TikTok is allegedly shadow-banning multiple LGBT+ hashtags around the world

A report by the Australian Strategic Policy Institute called on governments to hold social media platforms such as TikTok accountable for censorship.


TikTok has ‘shadow-banned’ and silenced numerous hashtags relating to LGBT+ rights, according to a newly released report. 

In a new report by the Australian Strategic Policy Institute, the levels of censorship and control occurring on TikTok are brought to light. It states that terms like “gay,” “lesbian,” and “transgender” were restricted in several languages for global users regardless of their location. 

As stated in TikTok and WeChat: Curating and controlling global information flows, “TikTok claims that it continues ‘to see the vulnerability of LGBTQ+ rights’, writing in a June 2020 blog post that ‘it’s important to us that the LGBTQ+ voices and stories of those who are pushing forward acceptance for all and helping to create a world where everyone has the right to be who they are and love who they love, are shared, seen and heard.’”

The report further states, “Our research shows that that commitment isn’t applied consistently across multiple languages.”

According to the report, TikTok has shadow-banned numerous hashtags relating to LGBT+ rights. This means users believe their posts are visible and searchable, however the content will not reach anyone else. 

The Institute found eight restrictions across different languages, including the term “gay” being shadow-banned in Arabic, Russian, Estonian, and Bosnian. The phrases “I am gay” and “I am lesbian” are restricted in Russian, while “transgender” is restricted in Arabic.

In the report, it reads, “Our research has found that hashtags related to LGBTQ+ issues in Russian, Arabic, Bosnian and more aren’t searchable on the platform, preventing people who speak those languages all over the world from taking part in the discussion.”

Along with the censorship around LGBT+ rights, protests in connection with the Black Lives Matter movement in America have also been restricted. Following backlash over the suppression of #ACAB, TikTok remade it available before removing it once more. 
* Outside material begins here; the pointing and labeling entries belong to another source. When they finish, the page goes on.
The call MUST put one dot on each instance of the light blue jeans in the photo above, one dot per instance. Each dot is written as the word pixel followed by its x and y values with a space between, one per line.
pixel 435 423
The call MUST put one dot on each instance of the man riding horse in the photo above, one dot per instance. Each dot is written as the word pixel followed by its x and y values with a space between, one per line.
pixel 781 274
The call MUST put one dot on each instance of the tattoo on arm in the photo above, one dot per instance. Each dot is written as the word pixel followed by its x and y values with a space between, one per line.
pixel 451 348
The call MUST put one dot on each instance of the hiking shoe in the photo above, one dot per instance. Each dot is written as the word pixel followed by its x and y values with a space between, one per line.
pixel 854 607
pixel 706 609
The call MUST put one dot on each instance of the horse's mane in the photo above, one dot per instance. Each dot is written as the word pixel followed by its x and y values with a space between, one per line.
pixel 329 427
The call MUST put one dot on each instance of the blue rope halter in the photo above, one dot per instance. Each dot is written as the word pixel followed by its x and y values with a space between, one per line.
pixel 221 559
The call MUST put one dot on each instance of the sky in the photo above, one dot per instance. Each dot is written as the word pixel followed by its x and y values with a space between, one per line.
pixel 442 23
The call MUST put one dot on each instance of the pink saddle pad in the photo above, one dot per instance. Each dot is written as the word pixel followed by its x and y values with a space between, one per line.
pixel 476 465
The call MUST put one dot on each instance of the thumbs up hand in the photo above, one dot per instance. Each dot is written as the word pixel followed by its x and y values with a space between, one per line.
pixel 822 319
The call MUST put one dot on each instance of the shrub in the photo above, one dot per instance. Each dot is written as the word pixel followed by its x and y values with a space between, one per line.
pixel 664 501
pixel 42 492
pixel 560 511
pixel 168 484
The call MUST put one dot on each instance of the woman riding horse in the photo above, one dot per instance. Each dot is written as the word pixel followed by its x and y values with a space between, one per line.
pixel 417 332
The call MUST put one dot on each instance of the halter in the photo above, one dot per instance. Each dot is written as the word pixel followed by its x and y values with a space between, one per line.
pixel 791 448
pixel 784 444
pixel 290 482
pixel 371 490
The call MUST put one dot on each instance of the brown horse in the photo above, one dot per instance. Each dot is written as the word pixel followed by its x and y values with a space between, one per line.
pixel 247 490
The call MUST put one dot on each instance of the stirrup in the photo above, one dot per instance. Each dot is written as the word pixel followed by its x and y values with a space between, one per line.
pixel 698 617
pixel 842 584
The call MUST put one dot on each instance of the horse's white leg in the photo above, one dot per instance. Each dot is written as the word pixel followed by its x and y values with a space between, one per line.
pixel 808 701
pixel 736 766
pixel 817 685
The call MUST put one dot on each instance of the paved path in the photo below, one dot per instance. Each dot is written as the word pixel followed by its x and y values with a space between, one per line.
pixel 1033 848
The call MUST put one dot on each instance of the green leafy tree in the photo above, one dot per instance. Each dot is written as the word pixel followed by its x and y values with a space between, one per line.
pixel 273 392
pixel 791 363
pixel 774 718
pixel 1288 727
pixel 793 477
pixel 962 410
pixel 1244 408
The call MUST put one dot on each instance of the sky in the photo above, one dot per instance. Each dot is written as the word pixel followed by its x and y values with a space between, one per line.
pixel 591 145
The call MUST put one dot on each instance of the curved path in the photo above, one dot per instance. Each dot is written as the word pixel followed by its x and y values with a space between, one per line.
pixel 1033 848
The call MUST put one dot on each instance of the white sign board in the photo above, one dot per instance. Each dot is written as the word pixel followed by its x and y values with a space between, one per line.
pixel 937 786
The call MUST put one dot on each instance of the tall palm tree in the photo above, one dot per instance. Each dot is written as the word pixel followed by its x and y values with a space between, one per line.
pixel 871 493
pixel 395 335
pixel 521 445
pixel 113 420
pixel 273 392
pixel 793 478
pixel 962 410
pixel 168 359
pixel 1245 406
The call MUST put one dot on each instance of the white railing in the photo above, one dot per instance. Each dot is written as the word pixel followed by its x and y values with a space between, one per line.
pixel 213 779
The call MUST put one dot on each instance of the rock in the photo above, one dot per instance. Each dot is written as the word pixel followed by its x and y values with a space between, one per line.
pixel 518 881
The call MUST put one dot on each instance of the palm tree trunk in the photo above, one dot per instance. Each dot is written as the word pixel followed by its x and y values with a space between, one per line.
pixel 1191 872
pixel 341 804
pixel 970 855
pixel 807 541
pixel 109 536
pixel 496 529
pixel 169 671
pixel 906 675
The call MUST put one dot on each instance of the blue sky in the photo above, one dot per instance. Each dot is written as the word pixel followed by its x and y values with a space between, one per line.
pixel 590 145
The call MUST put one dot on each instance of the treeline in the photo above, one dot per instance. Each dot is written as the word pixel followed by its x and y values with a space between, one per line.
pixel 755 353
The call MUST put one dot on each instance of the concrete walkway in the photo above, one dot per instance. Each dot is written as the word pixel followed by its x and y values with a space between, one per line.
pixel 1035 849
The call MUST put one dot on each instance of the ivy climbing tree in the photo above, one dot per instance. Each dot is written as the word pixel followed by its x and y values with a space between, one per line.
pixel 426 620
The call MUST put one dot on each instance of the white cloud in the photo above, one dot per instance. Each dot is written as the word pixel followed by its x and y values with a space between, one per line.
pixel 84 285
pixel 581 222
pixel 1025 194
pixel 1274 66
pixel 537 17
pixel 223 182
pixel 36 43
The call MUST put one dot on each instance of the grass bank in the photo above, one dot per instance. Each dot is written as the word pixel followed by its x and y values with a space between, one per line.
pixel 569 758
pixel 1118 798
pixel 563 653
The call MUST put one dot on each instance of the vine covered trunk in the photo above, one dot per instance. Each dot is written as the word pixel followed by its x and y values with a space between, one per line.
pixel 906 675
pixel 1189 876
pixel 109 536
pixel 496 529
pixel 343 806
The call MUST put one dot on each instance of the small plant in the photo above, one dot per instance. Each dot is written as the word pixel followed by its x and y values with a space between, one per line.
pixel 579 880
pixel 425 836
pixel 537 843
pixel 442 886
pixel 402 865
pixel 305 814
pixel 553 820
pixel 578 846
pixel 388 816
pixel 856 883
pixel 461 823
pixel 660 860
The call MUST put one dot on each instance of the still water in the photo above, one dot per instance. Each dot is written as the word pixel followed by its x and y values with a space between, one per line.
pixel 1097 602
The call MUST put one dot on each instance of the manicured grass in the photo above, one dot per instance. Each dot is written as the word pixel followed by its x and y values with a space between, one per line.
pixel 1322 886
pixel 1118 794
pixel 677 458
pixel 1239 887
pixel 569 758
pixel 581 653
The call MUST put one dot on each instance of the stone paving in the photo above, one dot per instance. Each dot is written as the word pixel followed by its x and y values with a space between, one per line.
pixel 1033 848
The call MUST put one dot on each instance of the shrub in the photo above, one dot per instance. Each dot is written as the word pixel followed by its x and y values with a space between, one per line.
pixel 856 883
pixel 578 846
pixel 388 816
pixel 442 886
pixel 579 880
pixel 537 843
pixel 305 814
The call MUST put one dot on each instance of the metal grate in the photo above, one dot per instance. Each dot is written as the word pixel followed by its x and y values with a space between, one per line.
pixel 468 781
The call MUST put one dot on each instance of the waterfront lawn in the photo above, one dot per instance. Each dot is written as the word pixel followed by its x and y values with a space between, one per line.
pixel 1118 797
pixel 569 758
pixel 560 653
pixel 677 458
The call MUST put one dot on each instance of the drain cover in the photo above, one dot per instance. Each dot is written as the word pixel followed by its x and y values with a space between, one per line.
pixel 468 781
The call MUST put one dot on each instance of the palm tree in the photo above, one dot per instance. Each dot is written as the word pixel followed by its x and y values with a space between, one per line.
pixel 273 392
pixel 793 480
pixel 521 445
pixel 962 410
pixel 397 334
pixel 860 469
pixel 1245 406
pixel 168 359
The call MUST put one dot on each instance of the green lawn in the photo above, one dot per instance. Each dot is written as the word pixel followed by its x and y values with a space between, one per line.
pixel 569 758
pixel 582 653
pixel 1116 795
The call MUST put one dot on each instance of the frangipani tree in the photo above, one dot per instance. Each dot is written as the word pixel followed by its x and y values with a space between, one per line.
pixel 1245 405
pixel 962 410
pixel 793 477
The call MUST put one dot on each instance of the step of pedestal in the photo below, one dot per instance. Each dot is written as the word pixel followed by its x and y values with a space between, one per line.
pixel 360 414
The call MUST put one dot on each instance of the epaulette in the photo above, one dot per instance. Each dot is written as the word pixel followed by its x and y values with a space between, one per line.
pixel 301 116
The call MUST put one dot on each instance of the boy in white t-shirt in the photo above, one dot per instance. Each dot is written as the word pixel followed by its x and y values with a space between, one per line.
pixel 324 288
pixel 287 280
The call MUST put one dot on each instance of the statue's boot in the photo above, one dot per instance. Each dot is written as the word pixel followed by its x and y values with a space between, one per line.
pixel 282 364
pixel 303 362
The report states, “TikTok’s rapid expansion around the world has been punctuated by a string of censorship controversies that it has struggled to explain away.”

“Initial instances of censorship, documented in this report, were the result of a ‘blunt approach’ to content moderation that TikTok spokespeople admit they deployed in the app’s ‘early days’. More recent examples of apparent censorship—including posts tagged with #BlackLivesMatter and #GeorgeFloyd—have been explained away by TikTok as the result of a ‘technical glitch’,” the report continues. 

The report TikTok and WeChat: Curating and controlling global information flows goes on to call for government intervention in online censorship. It reads, “It’s imperative that states move to a policy position where all social media and internet companies are being held to the same set of standards, regardless of their country of origin or ownership.”